The Vice Chancellor says,

This is to wish staff and students celebrating Rosh Hashanah "Shana Tova", and also to wish "Eid Mubarak" to those celebrating Eid ul-Fitr.

The Black Knight is disgusted at this lack of inclusiveness. To remedy the situation he would like to wish all students, for the next month according to preference, a

  • Bodacious Birth of the Bab
  • Unparalleled United Nations Day
  • Barmy Beltane
  • Awesome All Saints' Day
  • "Gemar Chatimah Tovah" for Yom Kippur
  • Inspirational International Raccoon Appreciation Day
  • Nubile Navaratri
  • "Happy Birthday" to the People's Republic of China and Mahatma Gandhi
  • Delicious Diwali
  • "Heghjaj Harbe'wI'pu'!"
  • "Fiesta!" for Día de la Raza and Discovery of America Day
  • "Yom Tov" for Sukkot
  • Righteous Reformation Day
  • "Chanté - messes"
  • Rum-filled Merchant Holiday
  • "Annyeong" for Korean National Foundation Day
  • Rollicking Ramadan
  • "Ph'nglui mglw'nafh Cthulhu R'lyeh wgah'nagl fhtagn"
  • Worry-free World Mental Health Day
  • Happy Hallowe'en

and finally, because this is (nominally) a science weblog, a Memorable Mole Day.


(The Black Knight apologizes to anyone left out due to space constraints, but especially to Shintoans, Zoroastrians and Rastafarians.)
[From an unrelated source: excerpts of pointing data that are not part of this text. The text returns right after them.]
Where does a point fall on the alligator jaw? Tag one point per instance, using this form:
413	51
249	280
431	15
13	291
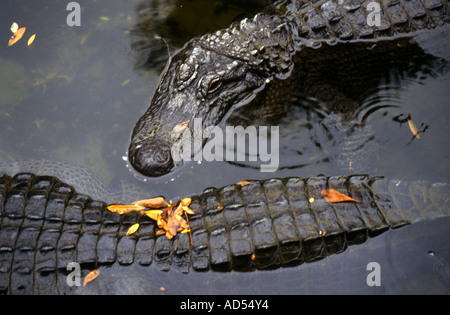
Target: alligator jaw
199	83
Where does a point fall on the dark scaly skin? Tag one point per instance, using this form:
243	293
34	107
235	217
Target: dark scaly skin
255	57
45	225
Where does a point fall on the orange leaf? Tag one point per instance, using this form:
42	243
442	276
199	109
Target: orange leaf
154	203
332	195
31	40
153	214
244	182
181	126
160	232
413	128
121	209
16	36
14	27
133	229
91	276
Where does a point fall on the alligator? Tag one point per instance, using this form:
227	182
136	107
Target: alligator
46	224
254	59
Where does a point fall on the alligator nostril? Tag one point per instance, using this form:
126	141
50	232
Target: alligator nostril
152	159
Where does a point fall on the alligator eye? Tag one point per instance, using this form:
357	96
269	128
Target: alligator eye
214	85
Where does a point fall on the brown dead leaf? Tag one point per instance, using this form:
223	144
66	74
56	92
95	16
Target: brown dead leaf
14	27
244	182
31	39
16	36
181	126
122	209
154	203
332	195
133	229
413	128
91	276
153	214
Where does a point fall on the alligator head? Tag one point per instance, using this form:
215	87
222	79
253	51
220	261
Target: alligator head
204	80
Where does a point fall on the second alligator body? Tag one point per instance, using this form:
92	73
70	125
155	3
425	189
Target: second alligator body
45	225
My young apprentice asked for help with a method this afternoon.

I put on my labcoat (it felt like meeting an old friend) and ...
couldn't find the piece of equipment we needed.

In a flash of horror I felt like I'd turned into a

supervisor.

I'm sorry. I'm sure the feeling will pass. Meantime, I need to stand right in the middle of the corridor and talk to some senior faculty.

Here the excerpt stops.